PENSACOLA, Fla. (WKRG) — The City of Pensacola is looking to join other cities like Crestview and Gulf Breeze in installing red light cameras.

“The vast majority of our calls for service are usually traffic crashes,” Pensacola Mayor D.C. Reeves said.

Mayor Reeves said, in 2022, Pensacola police officers spent at least 5,000 hours working more than 3,000 traffic crashes costing the city well over $100,000.

“How do we start to mitigate the huge labor expense that we’re spending for people to be at these crashes,” Reeves said.

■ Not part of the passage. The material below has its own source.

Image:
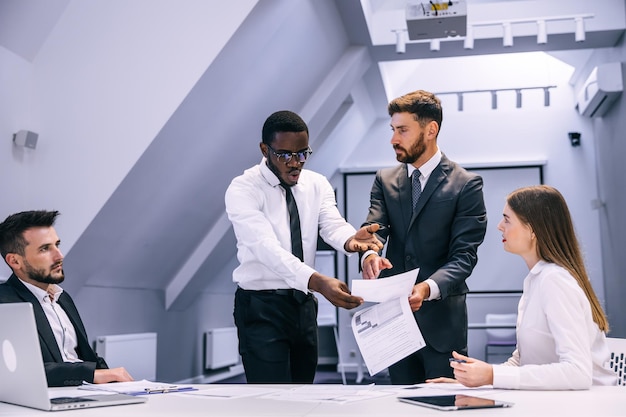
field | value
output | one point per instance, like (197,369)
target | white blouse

The city started by doing 16-hour assessments at some of the most dangerous intersections, and the mayor said the problem was worse than expected.

“Shocking.. to say the least,” he said.

Over the past 10 years, three intersections have always been in the top three for total car crashes: 9th Avenue at Bayou Boulevard, 9th at Airport Boulevard and Davis Highway at Fairfield Drive.

“We don’t want people injured or killed,” Reeves said. “That’s what our goal is, and we don’t want to spend five, six, seven, eight thousand hours of our police officers time that could be out investigating crimes, and we’re dealing with crashes because we’ve got people slamming through red lights.”

The city will likely start a pilot program to put cameras at a few intersections where the highest number of drivers run red lights.

“I’m talking about the light turned red, and you blew through it. We have single intersections over one day that are 40 or 50 times, and you think about pedestrians,” Reeves said. “You think about bicyclists. It’s alarming.”